Sunday, January 9, 2011

'Whatever People Say I Am, That's What I'm Not'

The Artic Monkeys had so much potential for me personally. They burst on the scene at a time that I was diving headfirst into all kinds of new music.

Plus, the Monkeys were a British band with a supposed tackle box full of hooks and angles that made everyone want to sing along and dance.

I did not sing along or dance. I listened and I was not hooked. I think it's boring and boorish. Just four dudes banging on their instruments with little preciseness and care to truly bring out the beauty in their version of Brit-rock. There's little attention to detail to their music and their lyrics, which make no sense and when they do, it's about dancing. Only dance bands should write songs about dancing.

The Artic Monkeys are even a dumb name for a band. Essentially, they got together and tried to follow a formula, which has largely worked on a crapload of people. If you adopt some garage rock ethos with distorted guitars, a lead singer is slightly good looking and aloof, and pen some lyrics that are ambiguous, rhyme and end at each stanza with some clever wordplay, then you can get famous.

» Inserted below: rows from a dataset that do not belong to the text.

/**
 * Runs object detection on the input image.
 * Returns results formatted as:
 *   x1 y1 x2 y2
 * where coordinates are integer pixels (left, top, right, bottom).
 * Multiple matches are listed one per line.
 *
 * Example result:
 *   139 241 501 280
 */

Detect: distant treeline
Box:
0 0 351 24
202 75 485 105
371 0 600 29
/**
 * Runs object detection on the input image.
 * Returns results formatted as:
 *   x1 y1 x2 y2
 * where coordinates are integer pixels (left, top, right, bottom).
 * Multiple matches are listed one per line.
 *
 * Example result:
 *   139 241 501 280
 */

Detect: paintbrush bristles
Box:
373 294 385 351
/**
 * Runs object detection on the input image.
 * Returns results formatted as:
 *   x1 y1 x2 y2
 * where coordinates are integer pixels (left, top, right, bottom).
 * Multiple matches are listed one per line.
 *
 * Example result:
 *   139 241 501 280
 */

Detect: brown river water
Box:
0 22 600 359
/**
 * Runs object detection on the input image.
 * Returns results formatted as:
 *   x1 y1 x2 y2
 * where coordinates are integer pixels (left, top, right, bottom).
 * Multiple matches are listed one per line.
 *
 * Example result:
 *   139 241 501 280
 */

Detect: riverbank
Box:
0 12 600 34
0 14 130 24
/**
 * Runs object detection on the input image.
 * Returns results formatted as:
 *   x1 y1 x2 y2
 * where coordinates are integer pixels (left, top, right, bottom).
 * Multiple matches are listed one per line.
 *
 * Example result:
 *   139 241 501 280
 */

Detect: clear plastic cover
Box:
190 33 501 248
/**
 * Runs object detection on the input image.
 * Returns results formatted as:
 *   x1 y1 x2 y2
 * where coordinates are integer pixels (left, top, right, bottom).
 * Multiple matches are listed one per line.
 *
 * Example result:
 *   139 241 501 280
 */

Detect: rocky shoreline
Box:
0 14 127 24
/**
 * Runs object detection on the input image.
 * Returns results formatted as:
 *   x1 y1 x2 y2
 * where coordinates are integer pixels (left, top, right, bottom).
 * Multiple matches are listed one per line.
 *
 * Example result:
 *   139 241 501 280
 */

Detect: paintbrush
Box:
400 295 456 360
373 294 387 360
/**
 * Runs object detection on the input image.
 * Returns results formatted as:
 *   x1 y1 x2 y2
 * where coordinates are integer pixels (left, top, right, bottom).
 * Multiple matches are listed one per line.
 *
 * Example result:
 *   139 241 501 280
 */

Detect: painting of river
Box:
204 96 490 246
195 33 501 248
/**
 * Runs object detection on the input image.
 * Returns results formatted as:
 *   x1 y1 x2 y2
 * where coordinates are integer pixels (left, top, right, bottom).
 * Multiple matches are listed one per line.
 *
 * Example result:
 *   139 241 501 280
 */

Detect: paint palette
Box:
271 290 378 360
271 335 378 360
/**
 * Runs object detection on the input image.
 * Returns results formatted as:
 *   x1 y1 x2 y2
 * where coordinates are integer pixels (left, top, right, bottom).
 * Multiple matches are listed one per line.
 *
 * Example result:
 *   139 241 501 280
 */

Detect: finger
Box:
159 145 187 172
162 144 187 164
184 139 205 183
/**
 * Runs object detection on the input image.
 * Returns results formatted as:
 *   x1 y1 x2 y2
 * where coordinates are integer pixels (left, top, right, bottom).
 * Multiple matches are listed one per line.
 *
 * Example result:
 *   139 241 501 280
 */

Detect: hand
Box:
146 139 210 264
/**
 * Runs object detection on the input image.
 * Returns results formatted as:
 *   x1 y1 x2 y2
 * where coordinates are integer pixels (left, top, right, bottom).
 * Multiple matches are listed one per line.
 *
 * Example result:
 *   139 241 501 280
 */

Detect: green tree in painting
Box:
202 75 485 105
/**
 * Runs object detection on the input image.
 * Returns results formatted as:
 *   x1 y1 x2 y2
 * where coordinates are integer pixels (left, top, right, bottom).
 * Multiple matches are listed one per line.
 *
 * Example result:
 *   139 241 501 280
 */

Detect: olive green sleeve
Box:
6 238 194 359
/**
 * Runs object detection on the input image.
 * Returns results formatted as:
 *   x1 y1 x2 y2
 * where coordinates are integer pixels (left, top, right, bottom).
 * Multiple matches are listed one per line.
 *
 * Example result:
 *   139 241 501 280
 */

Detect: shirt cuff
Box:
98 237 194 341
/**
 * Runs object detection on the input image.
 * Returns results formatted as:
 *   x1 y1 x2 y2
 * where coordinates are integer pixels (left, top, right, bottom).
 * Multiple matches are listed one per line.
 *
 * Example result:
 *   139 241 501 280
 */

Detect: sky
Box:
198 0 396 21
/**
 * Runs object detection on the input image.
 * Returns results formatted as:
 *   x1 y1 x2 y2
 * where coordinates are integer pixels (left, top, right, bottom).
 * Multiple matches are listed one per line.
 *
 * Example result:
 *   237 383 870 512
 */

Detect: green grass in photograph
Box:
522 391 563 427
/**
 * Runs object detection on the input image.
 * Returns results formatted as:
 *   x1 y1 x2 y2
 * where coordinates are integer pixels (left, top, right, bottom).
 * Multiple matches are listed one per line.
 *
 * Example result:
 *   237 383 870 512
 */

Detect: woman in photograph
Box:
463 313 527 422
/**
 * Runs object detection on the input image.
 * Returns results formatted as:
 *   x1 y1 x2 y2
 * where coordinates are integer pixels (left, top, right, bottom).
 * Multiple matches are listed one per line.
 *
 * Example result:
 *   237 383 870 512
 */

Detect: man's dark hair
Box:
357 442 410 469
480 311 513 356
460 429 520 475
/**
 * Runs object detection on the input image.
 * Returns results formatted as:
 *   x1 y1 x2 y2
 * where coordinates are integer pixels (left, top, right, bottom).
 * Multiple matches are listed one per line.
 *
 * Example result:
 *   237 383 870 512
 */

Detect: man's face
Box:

However, there's value in this album in terms of the entire history of music. The Artic Monkeys and their first album, Whatever People Say I Am ..., was recorded as demos without being signed by a record label.

Then they made the smartest, industry-rattling move ever: They gave it away.

They gave it away at shows and concerts. They put it on MySpace and gave it all away. Fans shared it with friends. Those friends shared it with more friends. It wasn't word of mouth. It was word of .mp3.

That move made them more famous than actually putting out good music. Really brilliant, and lucky, when you think about it.